PETALING JAYA: Construction outfit GAMUDA BHD’s leading role in the multi-billion-ringgit transportation infrastructure projects will continue to stand it in good stead among investors.
Analysts said the company would be in a good position to benefit from the booming construction sector in Malaysia, given its dominant roles in the Mass Rapid Transit (MRT) and other rail-based projects.
AmInvestment Bank Research said in a report that Gamuda “is the best proxy” to also benefit from mega rail-based projects in the pipeline such as the LRT3, East Coast Rail Link and the Kuala Lumpur-Singapore high-speed rail.
Additionally, the research house said the company had “booked” itself a ticket to ride on the next infrastructure/property boom in Penang via its project delivery partner role in the Penang Transport Master Plan.
“We maintain our ‘buy’ call, forecasts and sum-of-parts based fair value of RM5.96, which values Gamuda’s construction business at 16 times 2018 net profit, in line with our benchmark one-year forward price-to-earnings ratio of 14 to 16 times for large-cap construction stocks.”
AllianceDBS Research, which has similar views on the company, has raised the earnings outlook. “We raised our earnings to factor in stronger wins over the next two years.
“However, we anticipate that there would likely be a lag effect before more meaningful earnings contribution, as land acquisition and actual mobilisation of machinery could be slower than expected for a project like the ECRL.

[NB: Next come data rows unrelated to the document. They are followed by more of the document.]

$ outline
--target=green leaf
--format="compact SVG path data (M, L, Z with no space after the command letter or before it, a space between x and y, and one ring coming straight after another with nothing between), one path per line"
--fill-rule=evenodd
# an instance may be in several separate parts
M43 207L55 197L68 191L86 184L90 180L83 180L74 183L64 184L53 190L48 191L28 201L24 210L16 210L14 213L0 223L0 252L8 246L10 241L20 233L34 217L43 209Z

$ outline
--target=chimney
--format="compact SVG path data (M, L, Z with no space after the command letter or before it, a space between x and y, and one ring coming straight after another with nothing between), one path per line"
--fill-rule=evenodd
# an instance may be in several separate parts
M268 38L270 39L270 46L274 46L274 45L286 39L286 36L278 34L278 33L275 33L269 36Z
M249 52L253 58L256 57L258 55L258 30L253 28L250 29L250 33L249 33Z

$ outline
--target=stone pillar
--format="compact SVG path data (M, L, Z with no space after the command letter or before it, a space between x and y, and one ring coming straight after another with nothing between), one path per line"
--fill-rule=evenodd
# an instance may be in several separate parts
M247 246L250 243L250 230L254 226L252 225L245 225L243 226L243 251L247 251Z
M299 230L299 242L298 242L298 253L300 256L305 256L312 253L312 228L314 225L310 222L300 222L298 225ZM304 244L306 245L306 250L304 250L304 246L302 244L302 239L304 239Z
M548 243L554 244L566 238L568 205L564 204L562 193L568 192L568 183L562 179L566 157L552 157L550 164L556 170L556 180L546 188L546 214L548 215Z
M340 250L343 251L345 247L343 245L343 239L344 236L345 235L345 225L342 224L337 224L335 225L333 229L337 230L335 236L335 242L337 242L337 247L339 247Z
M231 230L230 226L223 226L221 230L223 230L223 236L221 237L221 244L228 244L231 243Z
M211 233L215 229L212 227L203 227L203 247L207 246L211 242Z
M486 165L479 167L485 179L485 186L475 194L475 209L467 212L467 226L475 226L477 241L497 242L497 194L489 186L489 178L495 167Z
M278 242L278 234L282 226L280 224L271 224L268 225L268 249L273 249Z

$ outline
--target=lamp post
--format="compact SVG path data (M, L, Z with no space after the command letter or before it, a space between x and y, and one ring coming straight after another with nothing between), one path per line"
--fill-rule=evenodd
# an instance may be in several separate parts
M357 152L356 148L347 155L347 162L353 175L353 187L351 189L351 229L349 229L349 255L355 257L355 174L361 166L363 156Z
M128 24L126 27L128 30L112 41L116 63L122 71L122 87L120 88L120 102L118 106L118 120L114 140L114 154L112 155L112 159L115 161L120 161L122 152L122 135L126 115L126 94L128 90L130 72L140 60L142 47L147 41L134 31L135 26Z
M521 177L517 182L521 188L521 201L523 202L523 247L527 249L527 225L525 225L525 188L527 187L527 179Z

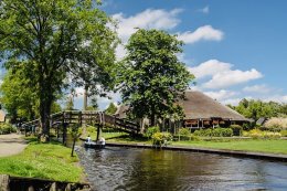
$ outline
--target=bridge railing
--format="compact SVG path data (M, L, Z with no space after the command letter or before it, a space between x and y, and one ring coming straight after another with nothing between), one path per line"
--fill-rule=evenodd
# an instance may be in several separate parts
M89 112L89 110L65 110L50 116L51 126L59 124L102 124L109 125L114 128L124 129L127 132L138 134L140 127L138 124L115 117L99 112ZM22 127L40 126L40 119L35 119L29 123L22 124Z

Gamuda saw its net profit jump 11.9% to RM170.9mil, while revenue was up 79.6% to RM839.4mil for the third quarter ended April 30, 2017.”

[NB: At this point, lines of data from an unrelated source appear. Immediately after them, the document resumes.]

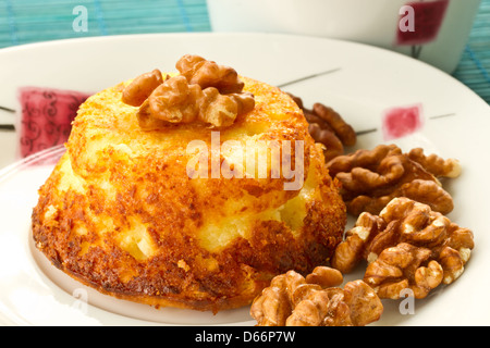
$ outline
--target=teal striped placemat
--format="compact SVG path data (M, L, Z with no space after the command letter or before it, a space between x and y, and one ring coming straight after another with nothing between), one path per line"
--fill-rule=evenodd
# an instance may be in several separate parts
M84 11L86 27L75 21ZM210 29L206 0L0 0L0 48L100 35ZM490 103L490 0L481 1L454 76Z
M490 0L482 0L454 77L490 103Z
M86 28L76 25L84 14ZM0 0L0 47L100 35L209 30L206 0Z

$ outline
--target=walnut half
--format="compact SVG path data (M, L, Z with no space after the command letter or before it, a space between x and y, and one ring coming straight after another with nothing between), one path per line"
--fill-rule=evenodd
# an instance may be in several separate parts
M180 75L163 80L155 70L123 90L122 101L139 107L143 129L181 123L228 127L238 115L254 110L254 96L243 92L244 83L233 69L189 54L181 58L176 67Z
M342 284L342 274L318 266L303 277L289 271L275 276L250 308L258 326L365 326L380 319L381 300L363 281Z

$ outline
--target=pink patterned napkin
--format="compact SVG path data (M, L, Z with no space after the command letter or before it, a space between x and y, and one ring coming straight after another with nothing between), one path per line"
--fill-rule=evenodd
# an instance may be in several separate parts
M89 96L74 90L21 87L17 119L21 158L64 144L78 107Z

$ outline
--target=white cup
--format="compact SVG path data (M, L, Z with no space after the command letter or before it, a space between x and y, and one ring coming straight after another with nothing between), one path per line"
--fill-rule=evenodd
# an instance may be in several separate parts
M215 32L338 38L391 49L446 73L457 66L480 0L207 0Z

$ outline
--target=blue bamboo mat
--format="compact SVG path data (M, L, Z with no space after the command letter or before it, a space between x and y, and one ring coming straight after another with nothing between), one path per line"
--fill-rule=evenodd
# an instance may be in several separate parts
M87 26L74 28L83 11ZM0 0L0 48L75 37L209 30L206 0ZM490 0L481 2L454 76L490 103Z

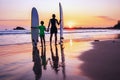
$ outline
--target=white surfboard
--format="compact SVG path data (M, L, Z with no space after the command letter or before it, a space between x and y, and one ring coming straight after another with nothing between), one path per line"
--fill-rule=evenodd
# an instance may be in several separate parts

The company attributed the increase in revenue and profit mainly to the higher work progress of the underground and elevated works of the Klang Valley MRT Line 2.
Year-to-date, the company’s net profit is up 5.3% to RM499.34mil, while revenue is up 45.8% to RM2.2bil.
MIDF Research said Gamuda’s nine-month results lagged its forecasts, as it had assigned a higher construction progress billings rate for the cumulative period.
“We believe the 2017 results will even out the differences.”
UOB Kay Hian Research, meanwhile, said the company’s earnings were within expectations.
“We deem the results in line as we expect earnings for subsequent quarters to continue to show positive growth momentum, driven by the MRT Line 2 construction works.
“We raise our net profit estimates for 2018 and 2019 by 4.6% and 7.8%, respectively, after assuming a higher yearly order book replenishment of RM5bil per annum.”
The research house said its assumptions were on the conservative side, as Gamuda’s order book is still 50% lower than management’s target of RM10bil per annum.
“Assuming the group manages to clinch RM10bil worth of new jobs per annum, our earnings would rise a further 4.4% and 8.1% for 2018 and 2019, respectively,” said UOBKayHian Research. Gamuda shares closed up three sen to RM5.48.